5. Enable Browser Caching
With browser caching enabled, the
elements of a webpage are stored in your visitors’ browser so the next time
they visit your site, or when they visit another page, their browser can load
the page without having to send another HTTP request to the server for any of
the cached elements.
Once the first page has been loaded and its
elements are stored in the user’s cache, only new elements need to be
downloaded on subsequent pages. This can drastically reduce the number of files
that need to be downloaded during a typical browsing session.
6. Minify Resources
Minifying your CSS and JavaScript
files removes unnecessary white space and comments to reduce the file size, and
as a result, the time it takes to download them. There are several tools
available online to convert a file into a smaller, minified version of itself.

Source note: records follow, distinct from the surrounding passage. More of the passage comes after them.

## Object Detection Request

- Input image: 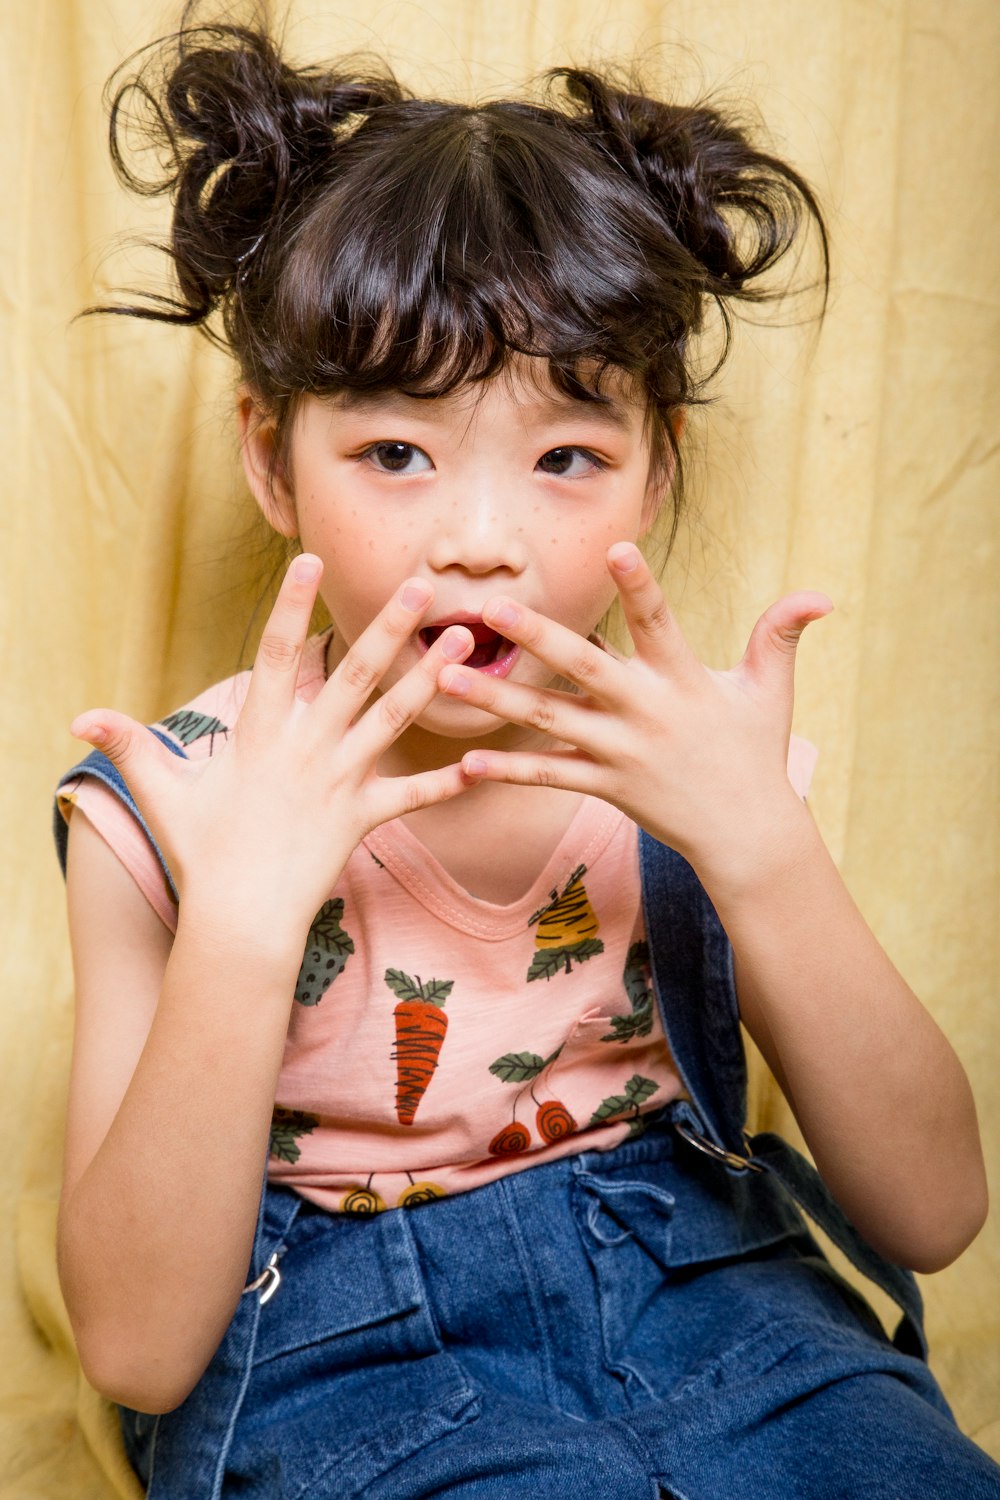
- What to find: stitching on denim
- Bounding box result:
[663,1313,911,1410]
[288,1383,481,1500]
[497,1173,563,1411]
[203,1188,302,1498]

There are also several plugins
available for WordPress that will replace the links in your website head for
your regular CSS and JavaScript files with a minified version of them without
modifying your original files, including popular caching plugins such as:
- W3 Total Cache
- WP Super Cache
- WP Rocket
It may take a bit of effort to get the
settings just right because minification can often break CSS and JavaScript, so
once you’ve minified everything, be sure to test your website thoroughly.
7. Optimize Media Files
Optimizing the media files on your
website has the potential to improve your page speed tremendously, and doing so
is relatively easy, so it’s a good investment of your time.
Optimizing Images
- Opt for the ideal format.
- Ensure images are properly sized.
- Compress the image file.
Optimizing Video
- Choose the ideal format. MP4 is best in most
cases because it produces the smallest file size.
- Serve the optimal size (dimensions) based on visitors’ screen size. Eliminate the audio track if the video is used in the background as a design element.

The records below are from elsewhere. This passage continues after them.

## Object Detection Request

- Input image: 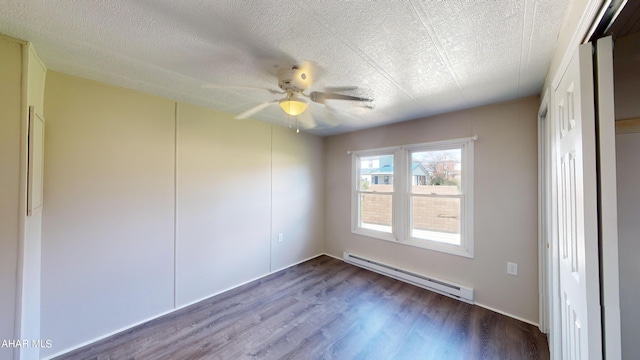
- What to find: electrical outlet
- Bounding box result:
[507,262,518,276]
[278,233,284,243]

- Compress the video file.
- Reduce the video length.
8. Utilize Caching & CDNs
Caching enables your web server to
store a static copy of your webpages so they can be delivered more quickly to a
visitor’s browser, while a CDN allows those copies to be distributed to servers
all over the world so that a visitor’s browser can download them from the
server closest to their location. This improves page speed dramatically.
if you want to maintain (or improve)
your rankings and visibility, it’s essential to know how to reduce loading time
of website. You must have a site that provides a quick, easy user experience.